In reviewing Scott’s tax-cutting proposals, it appears Grayson’s error also could have been singling out the corporate income tax as a way to cast Scott as a greedy CEO-type looking out only for his buddies.

As we said in a previous item, Scott is proposing a total of $1.7 billion in tax and fee cuts as part of his 2011-12 budget. Scott’s proposal includes cuts to the corporate income tax, a cut to required school district property taxes, and a cut to unemployment taxes. PolitiFact Florida has previously ruled that roughly half of those cuts apply only to businesses, while half apply to homeowners and typical Floridians.

Look at the numbers -- a total of $1.7 billion in tax and fee cuts in 2011-12 versus a proposed total education funding cut of $1.7 billion. They match (well, they’re not identical, because of rounding).

And there’s one final way to look at this. The corporate income tax is estimated to collect about $2 billion in the current budget year. If it’s eliminated, a goal of Scott’s, that would be $2 billion less the state would receive. That’s on the order of the $1.7 billion K-12 education Scott is proposing for 2011-12.

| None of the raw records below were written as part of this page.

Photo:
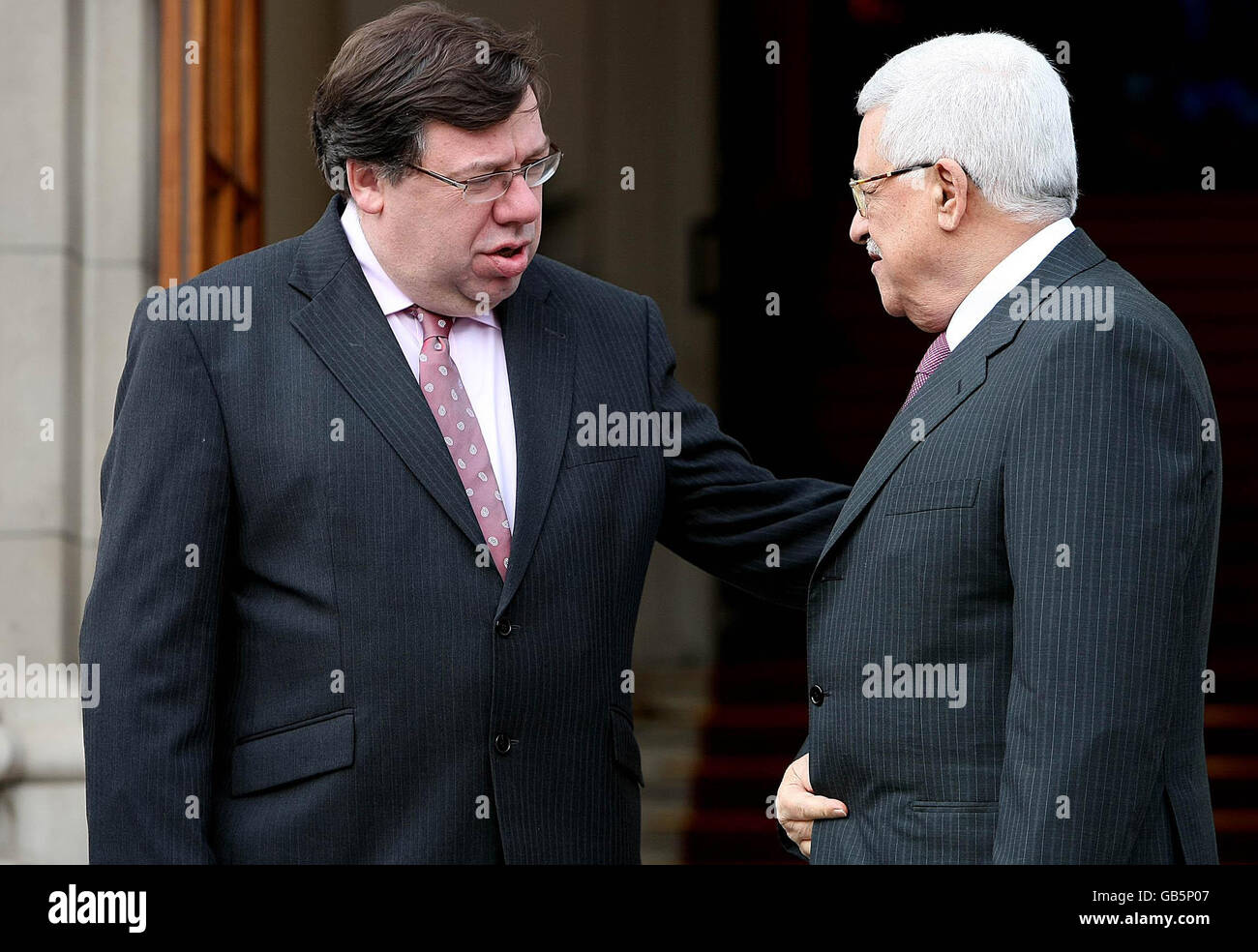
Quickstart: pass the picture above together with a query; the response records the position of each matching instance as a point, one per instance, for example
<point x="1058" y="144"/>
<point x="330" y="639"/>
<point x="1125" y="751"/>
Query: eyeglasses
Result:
<point x="858" y="193"/>
<point x="494" y="185"/>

But again, that’s comparing additional budget years beyond even 2012-13 to cuts coming this year.

On MSNBC, Grayson targeted Scott’s proposal to cut the corporate income tax, suggesting the cuts for corporate CEOs are being paid for on the back of students. While he’s right that any tax cut results in money not available to be spent on programs like education, he gets his numbers wrong.

If Grayson had said the tax cuts and fees being proposed by Scott are being paid for by education cuts, he’d have more of a point. But sticking to what he said, we rate this claim Barely True.



Editor's note: This statement was rated Barely True when it was published. On July 27, 2011, we changed the name for the rating to Mostly False.